(O Globo, 04/08/2015) De bebida com rótulo feminista a documentário, projetos questionam imagem da mulher divulgada pelas marcas
Tente lembrar de um comercial de cerveja. É bem possível que ele contenha uma mulher de corpo escultural desfilando na frente de um grupo de homens que, enquanto isso, babam ou fazem piadas. Mas algumas iniciativas estão a fim de mudar esse cenário. As três publicitárias criadoras da Cerveja Feminista, cujo primeiro lote de mil garrafas foi lançado no mês passado, querem colocar a discussão na mesa. Maria Guimarães, Thais Sabres e Larissa Vaz ultimamente já vinham debatendo sobre o machismo na publicidade de cerveja, e tinham a vontade de tomar alguma atitude para combater essa lógica.

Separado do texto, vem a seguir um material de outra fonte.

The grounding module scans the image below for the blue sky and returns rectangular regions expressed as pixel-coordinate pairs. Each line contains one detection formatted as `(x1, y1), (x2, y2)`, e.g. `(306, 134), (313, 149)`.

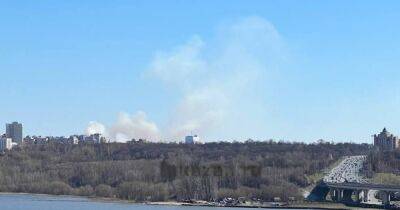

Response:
(1, 1), (400, 142)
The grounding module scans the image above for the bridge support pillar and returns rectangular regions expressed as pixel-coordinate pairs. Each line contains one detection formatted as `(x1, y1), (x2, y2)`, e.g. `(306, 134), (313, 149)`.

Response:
(354, 190), (360, 203)
(381, 191), (390, 206)
(329, 188), (339, 201)
(362, 189), (369, 202)
(342, 189), (353, 203)
(337, 189), (343, 202)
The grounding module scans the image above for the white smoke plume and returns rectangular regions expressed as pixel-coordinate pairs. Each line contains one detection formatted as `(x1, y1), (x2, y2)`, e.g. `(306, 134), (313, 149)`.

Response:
(108, 111), (160, 142)
(149, 36), (206, 87)
(86, 16), (287, 142)
(85, 111), (160, 143)
(85, 121), (106, 136)
(149, 16), (286, 140)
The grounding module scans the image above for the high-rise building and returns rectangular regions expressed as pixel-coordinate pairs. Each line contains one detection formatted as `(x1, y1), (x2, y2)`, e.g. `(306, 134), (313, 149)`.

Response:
(373, 128), (400, 150)
(6, 122), (23, 144)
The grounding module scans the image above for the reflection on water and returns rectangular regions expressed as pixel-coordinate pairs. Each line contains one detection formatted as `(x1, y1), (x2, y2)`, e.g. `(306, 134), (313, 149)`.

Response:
(0, 194), (308, 210)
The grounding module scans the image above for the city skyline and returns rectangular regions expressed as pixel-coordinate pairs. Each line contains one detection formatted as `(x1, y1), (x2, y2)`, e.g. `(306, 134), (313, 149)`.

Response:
(1, 120), (395, 144)
(2, 1), (400, 142)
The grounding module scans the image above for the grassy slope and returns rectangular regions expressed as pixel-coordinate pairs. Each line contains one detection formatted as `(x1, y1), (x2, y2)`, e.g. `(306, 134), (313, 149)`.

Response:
(372, 173), (400, 185)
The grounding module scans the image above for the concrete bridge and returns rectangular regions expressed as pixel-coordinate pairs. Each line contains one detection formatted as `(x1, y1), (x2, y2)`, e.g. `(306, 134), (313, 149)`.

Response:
(308, 181), (400, 207)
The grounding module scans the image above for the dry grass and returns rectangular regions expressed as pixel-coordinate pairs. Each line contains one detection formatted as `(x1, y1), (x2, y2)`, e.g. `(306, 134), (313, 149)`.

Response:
(372, 173), (400, 185)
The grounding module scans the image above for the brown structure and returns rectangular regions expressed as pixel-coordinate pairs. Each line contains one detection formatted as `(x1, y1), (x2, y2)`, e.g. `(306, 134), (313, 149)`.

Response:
(373, 128), (400, 151)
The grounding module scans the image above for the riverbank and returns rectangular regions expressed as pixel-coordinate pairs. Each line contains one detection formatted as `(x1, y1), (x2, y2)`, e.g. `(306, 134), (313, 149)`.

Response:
(148, 200), (383, 209)
(0, 192), (382, 210)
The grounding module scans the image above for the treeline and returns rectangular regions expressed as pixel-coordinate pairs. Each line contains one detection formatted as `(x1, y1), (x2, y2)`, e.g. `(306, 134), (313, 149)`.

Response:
(0, 141), (370, 202)
(364, 149), (400, 178)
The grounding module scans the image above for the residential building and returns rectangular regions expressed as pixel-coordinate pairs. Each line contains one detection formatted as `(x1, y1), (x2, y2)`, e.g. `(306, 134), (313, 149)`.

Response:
(0, 137), (12, 151)
(6, 122), (23, 144)
(185, 135), (200, 144)
(374, 128), (400, 150)
(68, 135), (79, 144)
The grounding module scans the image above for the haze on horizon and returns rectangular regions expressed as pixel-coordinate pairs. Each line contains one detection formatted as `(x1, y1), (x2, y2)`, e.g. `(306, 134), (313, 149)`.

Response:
(1, 1), (400, 143)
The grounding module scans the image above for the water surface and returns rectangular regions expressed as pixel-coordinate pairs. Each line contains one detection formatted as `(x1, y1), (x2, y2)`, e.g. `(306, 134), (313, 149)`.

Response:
(0, 194), (310, 210)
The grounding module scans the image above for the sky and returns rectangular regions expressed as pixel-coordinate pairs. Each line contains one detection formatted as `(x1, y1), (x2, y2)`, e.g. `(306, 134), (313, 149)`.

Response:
(1, 0), (400, 143)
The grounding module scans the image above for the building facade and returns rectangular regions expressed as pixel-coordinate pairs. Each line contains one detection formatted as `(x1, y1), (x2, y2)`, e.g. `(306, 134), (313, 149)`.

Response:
(6, 122), (23, 144)
(185, 135), (200, 144)
(0, 137), (12, 151)
(374, 128), (400, 150)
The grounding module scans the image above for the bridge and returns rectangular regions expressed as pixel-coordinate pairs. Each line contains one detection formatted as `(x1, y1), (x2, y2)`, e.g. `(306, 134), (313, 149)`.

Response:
(307, 155), (400, 208)
(308, 181), (400, 207)
(326, 182), (400, 192)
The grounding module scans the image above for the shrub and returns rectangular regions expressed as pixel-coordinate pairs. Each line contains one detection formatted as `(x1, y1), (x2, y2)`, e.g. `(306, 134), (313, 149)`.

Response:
(47, 181), (73, 195)
(75, 185), (94, 196)
(117, 181), (167, 201)
(95, 184), (114, 197)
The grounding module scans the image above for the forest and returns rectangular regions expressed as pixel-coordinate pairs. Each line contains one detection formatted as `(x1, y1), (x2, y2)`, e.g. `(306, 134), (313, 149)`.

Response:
(364, 149), (400, 184)
(0, 140), (371, 202)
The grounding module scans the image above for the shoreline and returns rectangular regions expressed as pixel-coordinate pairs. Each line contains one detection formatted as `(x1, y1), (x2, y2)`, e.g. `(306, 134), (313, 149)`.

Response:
(0, 192), (378, 209)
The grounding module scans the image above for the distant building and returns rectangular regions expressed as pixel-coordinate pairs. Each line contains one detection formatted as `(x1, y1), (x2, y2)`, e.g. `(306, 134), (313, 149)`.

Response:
(185, 135), (200, 144)
(25, 135), (78, 145)
(0, 137), (12, 151)
(374, 128), (400, 150)
(68, 135), (79, 145)
(92, 133), (106, 143)
(78, 134), (107, 144)
(128, 138), (147, 144)
(6, 122), (23, 144)
(23, 136), (35, 145)
(35, 136), (49, 144)
(23, 136), (46, 145)
(78, 135), (86, 143)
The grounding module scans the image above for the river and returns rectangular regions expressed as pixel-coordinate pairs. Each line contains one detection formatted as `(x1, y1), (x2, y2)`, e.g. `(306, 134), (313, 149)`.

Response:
(0, 193), (317, 210)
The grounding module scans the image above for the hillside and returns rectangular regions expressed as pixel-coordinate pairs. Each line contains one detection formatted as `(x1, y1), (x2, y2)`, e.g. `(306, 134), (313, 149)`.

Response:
(364, 150), (400, 185)
(0, 141), (370, 202)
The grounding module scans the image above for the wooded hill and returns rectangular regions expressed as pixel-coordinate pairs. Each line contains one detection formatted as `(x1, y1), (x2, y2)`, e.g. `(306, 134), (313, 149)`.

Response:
(364, 149), (400, 185)
(0, 141), (371, 202)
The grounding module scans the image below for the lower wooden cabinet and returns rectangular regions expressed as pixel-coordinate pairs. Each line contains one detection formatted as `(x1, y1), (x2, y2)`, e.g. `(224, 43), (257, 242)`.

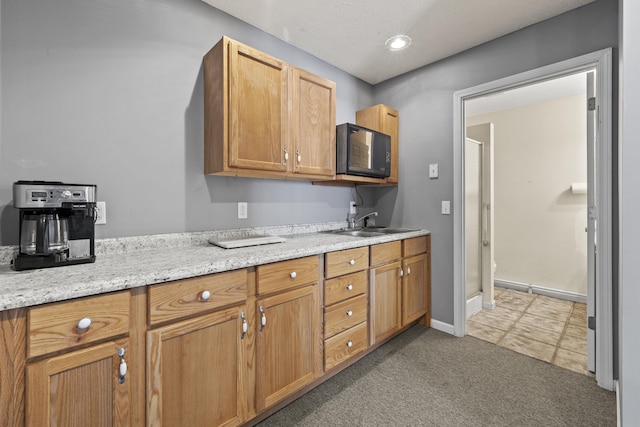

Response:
(370, 260), (402, 344)
(402, 253), (429, 325)
(255, 284), (321, 411)
(146, 306), (248, 427)
(26, 338), (131, 427)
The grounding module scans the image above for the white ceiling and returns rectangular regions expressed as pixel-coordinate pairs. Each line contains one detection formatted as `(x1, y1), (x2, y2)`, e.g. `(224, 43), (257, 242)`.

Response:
(201, 0), (595, 85)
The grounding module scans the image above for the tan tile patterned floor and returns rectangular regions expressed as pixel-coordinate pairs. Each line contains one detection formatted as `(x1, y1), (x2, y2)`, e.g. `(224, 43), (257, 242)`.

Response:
(467, 287), (592, 376)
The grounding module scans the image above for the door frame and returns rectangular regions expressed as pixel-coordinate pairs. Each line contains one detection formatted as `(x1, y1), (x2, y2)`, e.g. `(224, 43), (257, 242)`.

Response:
(452, 48), (614, 390)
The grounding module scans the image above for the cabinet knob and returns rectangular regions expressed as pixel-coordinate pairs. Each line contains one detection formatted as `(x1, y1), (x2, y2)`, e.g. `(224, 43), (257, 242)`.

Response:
(349, 259), (355, 266)
(346, 310), (353, 317)
(346, 341), (353, 348)
(407, 266), (411, 276)
(346, 284), (353, 291)
(290, 271), (297, 279)
(77, 317), (92, 331)
(296, 149), (302, 164)
(200, 290), (211, 301)
(283, 148), (289, 165)
(399, 267), (404, 277)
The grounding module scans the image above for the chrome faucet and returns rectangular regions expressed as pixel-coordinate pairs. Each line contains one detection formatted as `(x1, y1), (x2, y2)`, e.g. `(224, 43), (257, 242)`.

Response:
(349, 211), (378, 229)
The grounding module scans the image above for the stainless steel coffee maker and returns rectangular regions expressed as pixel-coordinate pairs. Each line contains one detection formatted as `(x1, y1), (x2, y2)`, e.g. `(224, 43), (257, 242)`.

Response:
(13, 181), (97, 271)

— As mulheres são boa parte do mercado consumidor, mas só aparecem nas propagandas exibindo o corpo, servindo os homens, para vender cerveja para eles — argumenta Maria, de 28 anos, explicando que as garrafas criadas pelo trio trazem a definição de feminismo no rótulo. — Queremos incentivar as pessoas a discutirem sobre igualdade de gênero na mesa do bar, no happy hour e no almoço de domingo. Por isso criamos uma cerveja que é um “puxador de assunto”.
A bebida é uma red ale com 6% de teor alcoólico, o que combate a ideia de que mulher gosta de “cerveja fraca”. O produto é produzido pela Cervejaria Dortmund, no interior de São Paulo, e pode ser comprado pelo site do projeto, por R$ 14 a garrafa de 600ml.
Para as publicitárias, o machismo nas propagandas de cerveja é sintomático. Um levantamento conduzido pelas três averiguou que apenas 10% dos cargos na área de criação nas agências brasileiras de publicidade são ocupados por mulheres. Já uma pesquisa realizada pelo Data Popular e pelo Instituto Patrícia Galvão, em 2013, mostrou que 84% dos entrevistados, homens e mulheres, concordam que o corpo da mulher é usado para promover a venda de produtos nas propagandas na TV; e 58% avaliam que as propagandas mostram a mulher como objeto sexual.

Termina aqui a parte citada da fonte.